Earl Bateman no tenía intenciones de volver a Newport el martes por la noche, pero mientras preparaba la conferencia que debía pronunciar el siguiente viernes, advirtió que necesitaba unas diapositivas que tenía en el museo de la Funeraria Bateman. Hacía diez años que habían separado la estrecha casa victoriana de su tatarabuelo y el jardín que la rodeaba de la casa principal.
Técnicamente, el museo era privado y no estaba abierto al público. Para visitarlo había que pedir permiso escrito y Earl acompañaba personalmente a los pocos visitantes. En respuesta a las bromas burlonas que le hacían sus primos cada vez que se hablaba del «Valle de la Muerte» —como llamaban a su pequeño museo—, la respuesta fría y carente de humor que daba era que todas las razas y culturas concedían gran importancia a los ritos mortuorios.
En el transcurso de los años había reunido una impresionante colección de materiales que tenían que ver con la muerte: diapositivas y películas; grabaciones de cantos fúnebres; poemas épicos griegos; pinturas y grabados, como el apoteósico cuadro de Lincoln llegando al cielo; reproducciones a escala del Taj Mahal y las pirámides; mausoleos nativos de madera con apliques de latón; piras funerarias indias; ataúdes actuales; réplicas de tambores; caracolas; sombrillas y espadas; estatuas de caballos sin jinete con estribos invertidos; ejemplos de atuendos de luto de todos los tiempos.
«La ropa de luto» era el tema de la conferencia que debía dar a un grupo de aficionados a la lectura que acababa de discutir una serie de libros sobre ritos mortuorios, y quería mostrarles unas diapositivas de los trajes del museo.
Las imágenes siempre ayudan a hacer más animada una conferencia, decidió mientras cruzaba el puente de Newport de la carretera 138. Hasta el año pasado, la última diapositiva era un fragmento de la Guía de etiqueta de Amy Vanderbilt, de 1952, en el que se explicaba que los zapatos de charol eran inapropiados para un funeral. Para acompañar el texto había puesto fotos de zapatos de charol: modelos de niño, de mujer de vestir, y abotinados de hombre, todo para crear un efecto extraño.
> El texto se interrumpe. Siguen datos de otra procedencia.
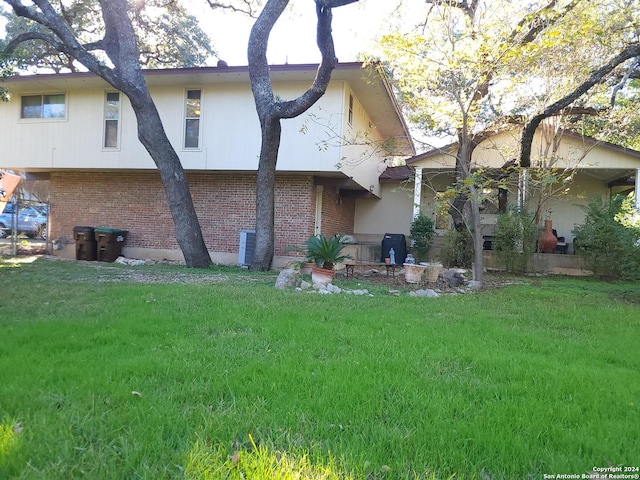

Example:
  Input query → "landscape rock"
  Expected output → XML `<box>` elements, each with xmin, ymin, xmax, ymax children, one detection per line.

<box><xmin>438</xmin><ymin>269</ymin><xmax>466</xmax><ymax>288</ymax></box>
<box><xmin>409</xmin><ymin>288</ymin><xmax>440</xmax><ymax>298</ymax></box>
<box><xmin>115</xmin><ymin>257</ymin><xmax>145</xmax><ymax>267</ymax></box>
<box><xmin>276</xmin><ymin>268</ymin><xmax>300</xmax><ymax>290</ymax></box>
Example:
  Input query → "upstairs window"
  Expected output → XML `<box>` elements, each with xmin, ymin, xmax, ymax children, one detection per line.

<box><xmin>20</xmin><ymin>93</ymin><xmax>67</xmax><ymax>119</ymax></box>
<box><xmin>184</xmin><ymin>90</ymin><xmax>202</xmax><ymax>148</ymax></box>
<box><xmin>102</xmin><ymin>92</ymin><xmax>120</xmax><ymax>148</ymax></box>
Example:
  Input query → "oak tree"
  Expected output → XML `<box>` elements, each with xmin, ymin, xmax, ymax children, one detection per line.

<box><xmin>4</xmin><ymin>0</ymin><xmax>212</xmax><ymax>268</ymax></box>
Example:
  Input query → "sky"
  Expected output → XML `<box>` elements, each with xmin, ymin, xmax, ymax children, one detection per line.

<box><xmin>165</xmin><ymin>0</ymin><xmax>408</xmax><ymax>65</ymax></box>
<box><xmin>0</xmin><ymin>0</ymin><xmax>406</xmax><ymax>65</ymax></box>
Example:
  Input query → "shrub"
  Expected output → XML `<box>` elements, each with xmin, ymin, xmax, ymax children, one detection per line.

<box><xmin>442</xmin><ymin>230</ymin><xmax>473</xmax><ymax>268</ymax></box>
<box><xmin>493</xmin><ymin>208</ymin><xmax>538</xmax><ymax>272</ymax></box>
<box><xmin>573</xmin><ymin>196</ymin><xmax>640</xmax><ymax>280</ymax></box>
<box><xmin>410</xmin><ymin>214</ymin><xmax>435</xmax><ymax>261</ymax></box>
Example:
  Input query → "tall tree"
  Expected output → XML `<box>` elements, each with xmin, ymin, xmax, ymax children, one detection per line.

<box><xmin>383</xmin><ymin>0</ymin><xmax>637</xmax><ymax>280</ymax></box>
<box><xmin>4</xmin><ymin>0</ymin><xmax>211</xmax><ymax>268</ymax></box>
<box><xmin>0</xmin><ymin>0</ymin><xmax>214</xmax><ymax>73</ymax></box>
<box><xmin>248</xmin><ymin>0</ymin><xmax>358</xmax><ymax>270</ymax></box>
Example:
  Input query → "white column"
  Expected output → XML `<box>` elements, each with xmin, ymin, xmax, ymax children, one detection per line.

<box><xmin>518</xmin><ymin>168</ymin><xmax>529</xmax><ymax>210</ymax></box>
<box><xmin>413</xmin><ymin>167</ymin><xmax>422</xmax><ymax>220</ymax></box>
<box><xmin>636</xmin><ymin>168</ymin><xmax>640</xmax><ymax>211</ymax></box>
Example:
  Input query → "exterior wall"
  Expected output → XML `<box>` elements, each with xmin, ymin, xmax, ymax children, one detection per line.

<box><xmin>411</xmin><ymin>129</ymin><xmax>640</xmax><ymax>171</ymax></box>
<box><xmin>524</xmin><ymin>173</ymin><xmax>609</xmax><ymax>243</ymax></box>
<box><xmin>337</xmin><ymin>83</ymin><xmax>387</xmax><ymax>196</ymax></box>
<box><xmin>50</xmin><ymin>172</ymin><xmax>315</xmax><ymax>263</ymax></box>
<box><xmin>354</xmin><ymin>183</ymin><xmax>413</xmax><ymax>243</ymax></box>
<box><xmin>0</xmin><ymin>77</ymin><xmax>392</xmax><ymax>193</ymax></box>
<box><xmin>322</xmin><ymin>187</ymin><xmax>356</xmax><ymax>236</ymax></box>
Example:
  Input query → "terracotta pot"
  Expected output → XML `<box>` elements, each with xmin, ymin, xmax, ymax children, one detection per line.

<box><xmin>403</xmin><ymin>263</ymin><xmax>427</xmax><ymax>283</ymax></box>
<box><xmin>311</xmin><ymin>265</ymin><xmax>336</xmax><ymax>288</ymax></box>
<box><xmin>538</xmin><ymin>220</ymin><xmax>558</xmax><ymax>253</ymax></box>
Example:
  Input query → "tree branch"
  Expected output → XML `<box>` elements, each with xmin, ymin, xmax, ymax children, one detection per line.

<box><xmin>207</xmin><ymin>0</ymin><xmax>256</xmax><ymax>18</ymax></box>
<box><xmin>520</xmin><ymin>43</ymin><xmax>640</xmax><ymax>168</ymax></box>
<box><xmin>2</xmin><ymin>31</ymin><xmax>70</xmax><ymax>55</ymax></box>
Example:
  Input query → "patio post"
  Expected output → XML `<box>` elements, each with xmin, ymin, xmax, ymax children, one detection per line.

<box><xmin>518</xmin><ymin>168</ymin><xmax>529</xmax><ymax>210</ymax></box>
<box><xmin>636</xmin><ymin>168</ymin><xmax>640</xmax><ymax>211</ymax></box>
<box><xmin>413</xmin><ymin>167</ymin><xmax>422</xmax><ymax>220</ymax></box>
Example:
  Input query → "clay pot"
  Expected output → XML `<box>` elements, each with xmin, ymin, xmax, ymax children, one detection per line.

<box><xmin>311</xmin><ymin>265</ymin><xmax>336</xmax><ymax>288</ymax></box>
<box><xmin>538</xmin><ymin>220</ymin><xmax>558</xmax><ymax>253</ymax></box>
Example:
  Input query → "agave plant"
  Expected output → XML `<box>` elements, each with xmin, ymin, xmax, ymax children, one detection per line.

<box><xmin>305</xmin><ymin>234</ymin><xmax>352</xmax><ymax>270</ymax></box>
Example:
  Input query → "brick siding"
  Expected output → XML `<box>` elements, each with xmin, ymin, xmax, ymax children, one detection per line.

<box><xmin>50</xmin><ymin>172</ymin><xmax>355</xmax><ymax>255</ymax></box>
<box><xmin>322</xmin><ymin>187</ymin><xmax>356</xmax><ymax>235</ymax></box>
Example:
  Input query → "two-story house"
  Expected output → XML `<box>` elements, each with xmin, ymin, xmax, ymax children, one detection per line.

<box><xmin>0</xmin><ymin>63</ymin><xmax>415</xmax><ymax>265</ymax></box>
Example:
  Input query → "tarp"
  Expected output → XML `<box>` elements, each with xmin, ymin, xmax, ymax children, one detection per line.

<box><xmin>0</xmin><ymin>170</ymin><xmax>20</xmax><ymax>213</ymax></box>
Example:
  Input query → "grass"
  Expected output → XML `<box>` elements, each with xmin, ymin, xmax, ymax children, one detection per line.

<box><xmin>0</xmin><ymin>259</ymin><xmax>640</xmax><ymax>480</ymax></box>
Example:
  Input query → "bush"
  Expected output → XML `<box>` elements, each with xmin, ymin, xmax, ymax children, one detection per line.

<box><xmin>442</xmin><ymin>230</ymin><xmax>473</xmax><ymax>268</ymax></box>
<box><xmin>573</xmin><ymin>196</ymin><xmax>640</xmax><ymax>280</ymax></box>
<box><xmin>410</xmin><ymin>214</ymin><xmax>435</xmax><ymax>261</ymax></box>
<box><xmin>493</xmin><ymin>208</ymin><xmax>538</xmax><ymax>272</ymax></box>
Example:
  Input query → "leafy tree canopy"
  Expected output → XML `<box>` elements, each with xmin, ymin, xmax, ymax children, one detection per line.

<box><xmin>381</xmin><ymin>0</ymin><xmax>640</xmax><ymax>150</ymax></box>
<box><xmin>1</xmin><ymin>0</ymin><xmax>215</xmax><ymax>73</ymax></box>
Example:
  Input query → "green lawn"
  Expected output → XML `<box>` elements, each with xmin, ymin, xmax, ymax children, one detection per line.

<box><xmin>0</xmin><ymin>259</ymin><xmax>640</xmax><ymax>480</ymax></box>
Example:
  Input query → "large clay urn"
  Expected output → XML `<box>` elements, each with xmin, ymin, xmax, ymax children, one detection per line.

<box><xmin>538</xmin><ymin>220</ymin><xmax>558</xmax><ymax>253</ymax></box>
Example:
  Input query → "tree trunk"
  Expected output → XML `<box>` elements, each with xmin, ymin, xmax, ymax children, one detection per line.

<box><xmin>470</xmin><ymin>185</ymin><xmax>484</xmax><ymax>282</ymax></box>
<box><xmin>251</xmin><ymin>117</ymin><xmax>281</xmax><ymax>271</ymax></box>
<box><xmin>129</xmin><ymin>92</ymin><xmax>212</xmax><ymax>268</ymax></box>
<box><xmin>5</xmin><ymin>0</ymin><xmax>211</xmax><ymax>268</ymax></box>
<box><xmin>247</xmin><ymin>0</ymin><xmax>358</xmax><ymax>271</ymax></box>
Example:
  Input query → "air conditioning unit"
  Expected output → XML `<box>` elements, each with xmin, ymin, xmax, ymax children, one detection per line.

<box><xmin>238</xmin><ymin>230</ymin><xmax>256</xmax><ymax>267</ymax></box>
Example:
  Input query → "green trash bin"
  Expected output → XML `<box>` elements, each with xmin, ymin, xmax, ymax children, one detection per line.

<box><xmin>94</xmin><ymin>227</ymin><xmax>129</xmax><ymax>262</ymax></box>
<box><xmin>73</xmin><ymin>226</ymin><xmax>98</xmax><ymax>261</ymax></box>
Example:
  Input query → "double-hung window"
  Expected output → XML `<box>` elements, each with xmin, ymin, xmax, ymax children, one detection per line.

<box><xmin>102</xmin><ymin>92</ymin><xmax>120</xmax><ymax>148</ymax></box>
<box><xmin>20</xmin><ymin>93</ymin><xmax>67</xmax><ymax>119</ymax></box>
<box><xmin>184</xmin><ymin>90</ymin><xmax>202</xmax><ymax>149</ymax></box>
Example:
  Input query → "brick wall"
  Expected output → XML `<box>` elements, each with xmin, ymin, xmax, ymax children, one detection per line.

<box><xmin>322</xmin><ymin>187</ymin><xmax>356</xmax><ymax>235</ymax></box>
<box><xmin>50</xmin><ymin>172</ymin><xmax>320</xmax><ymax>255</ymax></box>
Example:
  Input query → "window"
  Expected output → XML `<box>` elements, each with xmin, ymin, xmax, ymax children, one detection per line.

<box><xmin>102</xmin><ymin>92</ymin><xmax>120</xmax><ymax>148</ymax></box>
<box><xmin>20</xmin><ymin>93</ymin><xmax>67</xmax><ymax>118</ymax></box>
<box><xmin>184</xmin><ymin>90</ymin><xmax>202</xmax><ymax>148</ymax></box>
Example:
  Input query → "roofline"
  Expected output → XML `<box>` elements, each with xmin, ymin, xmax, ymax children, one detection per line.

<box><xmin>4</xmin><ymin>62</ymin><xmax>376</xmax><ymax>84</ymax></box>
<box><xmin>405</xmin><ymin>130</ymin><xmax>640</xmax><ymax>165</ymax></box>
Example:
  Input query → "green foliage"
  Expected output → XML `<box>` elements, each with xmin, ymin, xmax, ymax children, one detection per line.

<box><xmin>410</xmin><ymin>214</ymin><xmax>435</xmax><ymax>262</ymax></box>
<box><xmin>0</xmin><ymin>0</ymin><xmax>215</xmax><ymax>73</ymax></box>
<box><xmin>0</xmin><ymin>259</ymin><xmax>640</xmax><ymax>480</ymax></box>
<box><xmin>305</xmin><ymin>234</ymin><xmax>351</xmax><ymax>270</ymax></box>
<box><xmin>573</xmin><ymin>196</ymin><xmax>640</xmax><ymax>280</ymax></box>
<box><xmin>442</xmin><ymin>230</ymin><xmax>473</xmax><ymax>268</ymax></box>
<box><xmin>493</xmin><ymin>208</ymin><xmax>538</xmax><ymax>272</ymax></box>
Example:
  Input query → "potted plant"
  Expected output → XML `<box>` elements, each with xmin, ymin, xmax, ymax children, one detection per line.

<box><xmin>304</xmin><ymin>234</ymin><xmax>352</xmax><ymax>286</ymax></box>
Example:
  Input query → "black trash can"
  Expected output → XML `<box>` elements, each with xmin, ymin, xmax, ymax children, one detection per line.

<box><xmin>380</xmin><ymin>233</ymin><xmax>407</xmax><ymax>265</ymax></box>
<box><xmin>73</xmin><ymin>226</ymin><xmax>98</xmax><ymax>261</ymax></box>
<box><xmin>95</xmin><ymin>227</ymin><xmax>129</xmax><ymax>262</ymax></box>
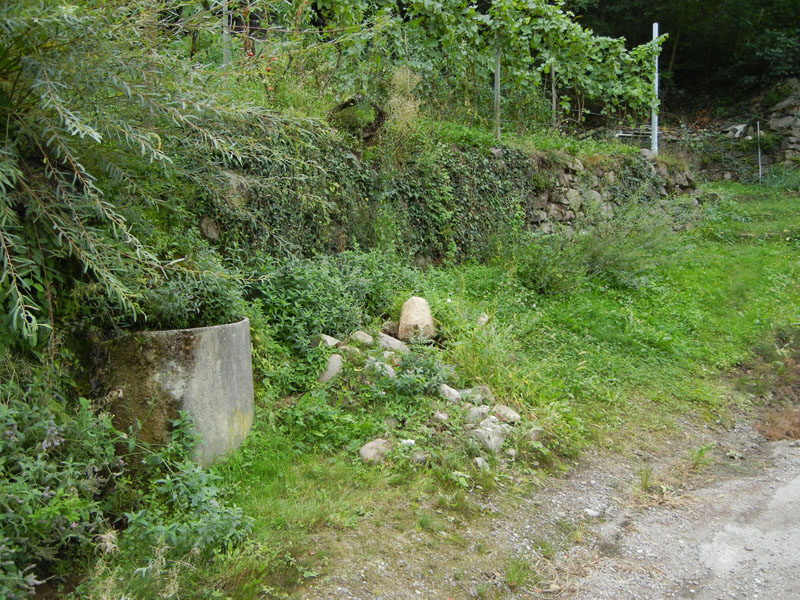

Pero ahora se le había ocurrido una nueva manera de terminar la conferencia. Me pregunto qué dirán las generaciones futuras cuando vean ilustraciones de viudas en minifalda roja y deudos en tejanos y cazadora de piel. ¿Considerarán esta ropa una costumbre social y cultural de profundo significado, del mismo modo que nosotros tratamos de interpretar el atuendo del pasado? Y si es así, ¿les gustaría tener la oportunidad de escuchar a escondidas algunas de estas interpretaciones?
Ese final le gustaba, suavizaría la inquieta reacción que siempre provocaba su explicación del hecho de que en la comunidad beerawan vestían al viudo o a la viuda con harapos, porque creían que el alma del muerto empezaba a vagar inmediatamente después de que la persona dejara de respirar y tal vez albergara cierta hostilidad hacia los vivos, incluso hacia aquellos que el difunto había amado. Probablemente los harapos eran un reflejo apropiado de dolor y profundo duelo.
Con ese pensamiento en mente, recogió las diapositivas en el museo. Percibía una tensión entre la difunta Nuala y la viva Maggie. Era hostilidad hacia Maggie y había que avisarle.
Sabía el número de Nuala de memoria, y lo marcó desde la oficina del museo débilmente iluminada. Estaba a punto de colgar cuando oyó que Maggie atendía agitada, pero colgó de todos modos.
La advertencia le parecería rara y no quería que pensara que estaba loco.
—No estoy loco —dijo en voz alta. Después rió—. Ni tampoco soy raro.